James McFadden issues warning to Scotland tour drop-outs
Assistant manager James McFadden says players who withdrew from Scotland's summer tour have harmed their chances of earning selection again.
A series of call-offs led to manager Alex McLeish using nine previously uncapped players in the end-of-season defeats by Peru and Mexico.
"I never knocked it back as a player," said McFadden, who scored 15 goals in 48 internationals.
"I can't believe there were players that couldn't make the trip."
McFadden, 35, continued: "They've harmed [their chances] in that aspect but they've also harmed it in the players that have come in and done well in their place.
"It's a new coaching staff, new campaign coming up and we're looking for players that want to go and play for Scotland, but are also good enough, and if we don't get a chance to see them, how can we judge them?
"The ones that came in did very well and it'll be difficult for the ones that pulled out or weren't there to get back in."

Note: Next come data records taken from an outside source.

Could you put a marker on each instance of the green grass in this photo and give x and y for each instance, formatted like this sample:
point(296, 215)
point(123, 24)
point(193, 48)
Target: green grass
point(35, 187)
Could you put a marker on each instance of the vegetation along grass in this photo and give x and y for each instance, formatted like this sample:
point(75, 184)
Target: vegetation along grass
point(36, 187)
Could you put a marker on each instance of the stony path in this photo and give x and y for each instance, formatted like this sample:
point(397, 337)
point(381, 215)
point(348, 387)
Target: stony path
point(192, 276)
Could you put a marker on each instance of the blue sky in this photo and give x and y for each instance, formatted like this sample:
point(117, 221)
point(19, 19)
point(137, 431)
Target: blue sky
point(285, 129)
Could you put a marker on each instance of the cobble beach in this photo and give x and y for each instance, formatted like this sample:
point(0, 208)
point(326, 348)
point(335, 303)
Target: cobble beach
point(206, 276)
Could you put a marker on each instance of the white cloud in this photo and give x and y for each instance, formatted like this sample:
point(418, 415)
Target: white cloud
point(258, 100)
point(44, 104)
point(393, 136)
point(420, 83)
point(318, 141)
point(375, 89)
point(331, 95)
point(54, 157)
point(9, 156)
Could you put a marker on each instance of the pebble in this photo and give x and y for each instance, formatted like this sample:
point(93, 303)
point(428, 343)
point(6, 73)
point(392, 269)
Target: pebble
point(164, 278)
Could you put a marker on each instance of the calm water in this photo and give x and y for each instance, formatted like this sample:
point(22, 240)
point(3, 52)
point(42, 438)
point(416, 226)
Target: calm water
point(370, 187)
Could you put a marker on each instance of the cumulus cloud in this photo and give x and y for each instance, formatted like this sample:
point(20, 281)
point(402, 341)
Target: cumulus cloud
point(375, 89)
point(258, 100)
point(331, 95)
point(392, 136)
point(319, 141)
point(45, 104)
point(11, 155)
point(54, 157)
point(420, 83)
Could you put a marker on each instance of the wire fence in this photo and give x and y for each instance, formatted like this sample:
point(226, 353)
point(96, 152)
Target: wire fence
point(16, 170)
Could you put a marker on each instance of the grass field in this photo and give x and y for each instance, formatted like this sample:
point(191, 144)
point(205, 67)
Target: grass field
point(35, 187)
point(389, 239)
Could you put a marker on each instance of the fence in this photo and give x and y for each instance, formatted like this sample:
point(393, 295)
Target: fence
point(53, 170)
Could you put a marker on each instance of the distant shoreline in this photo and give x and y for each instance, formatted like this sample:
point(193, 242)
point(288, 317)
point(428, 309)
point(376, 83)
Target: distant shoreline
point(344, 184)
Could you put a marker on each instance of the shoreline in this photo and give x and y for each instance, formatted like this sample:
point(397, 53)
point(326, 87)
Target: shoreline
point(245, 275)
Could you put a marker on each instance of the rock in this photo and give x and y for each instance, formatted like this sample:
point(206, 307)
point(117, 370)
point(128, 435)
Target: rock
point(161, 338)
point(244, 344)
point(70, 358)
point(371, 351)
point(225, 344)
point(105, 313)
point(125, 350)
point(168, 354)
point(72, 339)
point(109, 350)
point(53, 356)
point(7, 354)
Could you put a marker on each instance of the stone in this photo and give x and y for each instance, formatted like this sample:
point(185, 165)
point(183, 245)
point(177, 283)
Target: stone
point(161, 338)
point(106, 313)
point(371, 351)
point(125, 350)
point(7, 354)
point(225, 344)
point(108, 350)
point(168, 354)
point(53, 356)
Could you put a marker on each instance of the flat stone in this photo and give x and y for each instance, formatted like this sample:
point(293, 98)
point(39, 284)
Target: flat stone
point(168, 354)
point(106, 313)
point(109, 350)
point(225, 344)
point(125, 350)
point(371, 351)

'Lewis Stevenson was excellent'
Celtic's Kieran Tierney was rested for the trip, while fellow left-back Andy Robertson missed the fixtures as he represented Liverpool in the Champions League final.
McFadden singled out Hibs' Lewis Stevenson and Kilmarnock's Stephen O'Donnell for praise in defence.
"Lewis Stevenson was excellent, he had a fantastic season and played really well," McFadden told BBC Scotland. "Stephen O'Donnell played two 90 minutes, and it was a position we were looking for players to step up and he certainly did that.
"We had a double-header there where we were missing Andy Robertson and Kieran Tierney, and Lewis Stevenson showed he can go in and fill in no problem.
"[New Sunderland signing] Dylan McGeouch had his chance and did really well. [Celtic midfielder] Lewis Morgan coming on in the Peru game, as soon as he came on, his first touch, he's eliminating players and he did well in the Mexico game as well."
'It was a fantastic experience'
McFadden also defended the merits of the tour - which some critics labelled a pointless exercise - arguing the experience will benefit McLeish's players for their Nations League campaign, which begins in September.
When asked if the dissenting voices had been proved wrong, the former Everton striker replied: "I think so, the organisation and timing maybe wasn't great, but it was a great experience, playing in the Azteca Stadium sold-out, playing against Peru who were going to their first World Cup in 30-odd years, the atmosphere, the feeling in the country in general was incredible.
"We played and competed well against two teams who were at the World Cup, Mexico who did really well, beat Germany, few fantastic players, and I think overall we can say it was a success.
"All right, we didn't win any of the games, but considering you're against two teams going to the World Cup, it's their last game before they go, it's a sell-out, the atmosphere was electric, they want to go and impress, and we had a lot of players that called off or weren't in the initial squad, and to go and give the account we did, we can be proud of that.
"We've found players that have given us a headache which is fantastic but the bigger picture is that we went an did well in conditions that were difficult. Especially in the Azteca, the altitude, the heat, the fact we had quite a small squad.
"It was a fantastic experience and something we'll certainly draw on going into the qualifying campaign in the Nations League."